BDI-II, Beck Depression Inventory-II; CBT, Cognitive behavioral therapy; CRP, C-reactive protein; HF-HRV, high-frequency heart rate variability; IL-6, interleukin 6; LF-HRV, low-frequency heart rate variability; MADRS, Montgomery–Asberg Depression Rating Scale; RMSSD, square root of the mean of the sum of the squares of differences between adjacent NN intervals; SDNN, standard deviation of all NN intervals; SQRT, square root transformed; TNF-α, tumor necrosis factor α; WL, waitlist.

a Baseline-adjusted results; all patients are contained in one group at baseline.

b A finding is not observed after adjustment with a false discovery rate of 10% (see methods section for details on false discovery adjustment).

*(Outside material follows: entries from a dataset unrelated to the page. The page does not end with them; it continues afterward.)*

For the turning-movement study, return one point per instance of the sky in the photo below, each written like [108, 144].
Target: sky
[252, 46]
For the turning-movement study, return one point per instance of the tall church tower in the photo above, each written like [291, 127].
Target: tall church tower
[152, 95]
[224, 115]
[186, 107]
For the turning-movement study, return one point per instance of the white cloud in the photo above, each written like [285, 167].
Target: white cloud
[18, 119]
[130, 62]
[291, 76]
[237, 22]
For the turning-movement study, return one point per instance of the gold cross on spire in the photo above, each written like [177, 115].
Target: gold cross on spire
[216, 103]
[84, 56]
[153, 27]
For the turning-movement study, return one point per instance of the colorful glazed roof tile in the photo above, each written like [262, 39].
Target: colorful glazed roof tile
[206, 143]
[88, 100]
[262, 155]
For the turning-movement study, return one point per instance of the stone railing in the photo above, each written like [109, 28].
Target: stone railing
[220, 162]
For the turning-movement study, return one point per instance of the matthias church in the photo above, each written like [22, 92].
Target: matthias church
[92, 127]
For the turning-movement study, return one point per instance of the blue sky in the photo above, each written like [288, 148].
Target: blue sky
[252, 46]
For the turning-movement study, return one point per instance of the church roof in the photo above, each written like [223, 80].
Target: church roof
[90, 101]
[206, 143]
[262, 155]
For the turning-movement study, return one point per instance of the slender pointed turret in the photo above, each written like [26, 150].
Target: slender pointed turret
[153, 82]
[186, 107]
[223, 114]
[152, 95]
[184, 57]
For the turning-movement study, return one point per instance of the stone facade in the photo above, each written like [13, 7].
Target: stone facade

c Models include corresponding 24-h blood pressure as a time-varying covariate.

Moderated treatment effects

Table 3 shows results for moderation analyses with baseline self-rated (i.e. BDI-II) and clinician-rated (i.e. MADRS) depressive symptom severity as a predictor for changes in biological measures from baseline to the end of treatment. In cases where there were any significant or trend moderating effects (p < 0.10), differences between changes were plotted from lower (25th percentile) to higher (75th percentile) levels of the moderator to explore the nature of the moderation. Figure 3 plots moderating effects for biological measures which were altered in patients with MD at baseline (see online Supplementary material Fig. S2 for all other moderating effects).

Fig. 3. Baseline self-rated depressive symptom severity (i.e. BDI-II) as moderator of differences in changes in cardiac measures from baseline to the end of treatment.

Note. Estimated marginal means (standard errors) from constrained linear mixed models are plotted from lower (25th percentile) to higher (75th percentile) levels of the moderator (see Table 3 for test statistics). HRV, heart rate variability; HF-HRV, high-frequency heart rate variability; LF-HRV, low-frequency heart rate variability. +p < 0.10 *p < 0.05 **p < 0.01.

Table 3. Depressive symptom severity as moderator for associations between treatment groups and outcome measures over time. Results from constrained linear mixed models (Intention-to-treat analyses)

BDI-II, Beck Depression Inventory-II; CBT, Cognitive behavioral therapy; CRP, C-reactive protein; HF-HRV, high-frequency heart rate variability; IL-6, interleukin 6; LF-HRV, low-frequency heart rate variability; MADRS, Montgomery–Asberg Depression Rating Scale; RMSSD, square root of the mean of the sum of the squares of differences between adjacent NN intervals; SDNN, a standard deviation of all NN intervals; SQRT, square root transformed; TNF-α, tumor necrosis factor α; WL, waitlist.

a A finding is observed after adjustment with a false discovery rate of 10% (see methods section for details on false discovery adjustment).

b Models include corresponding 24-h blood pressure as a time-varying covariate.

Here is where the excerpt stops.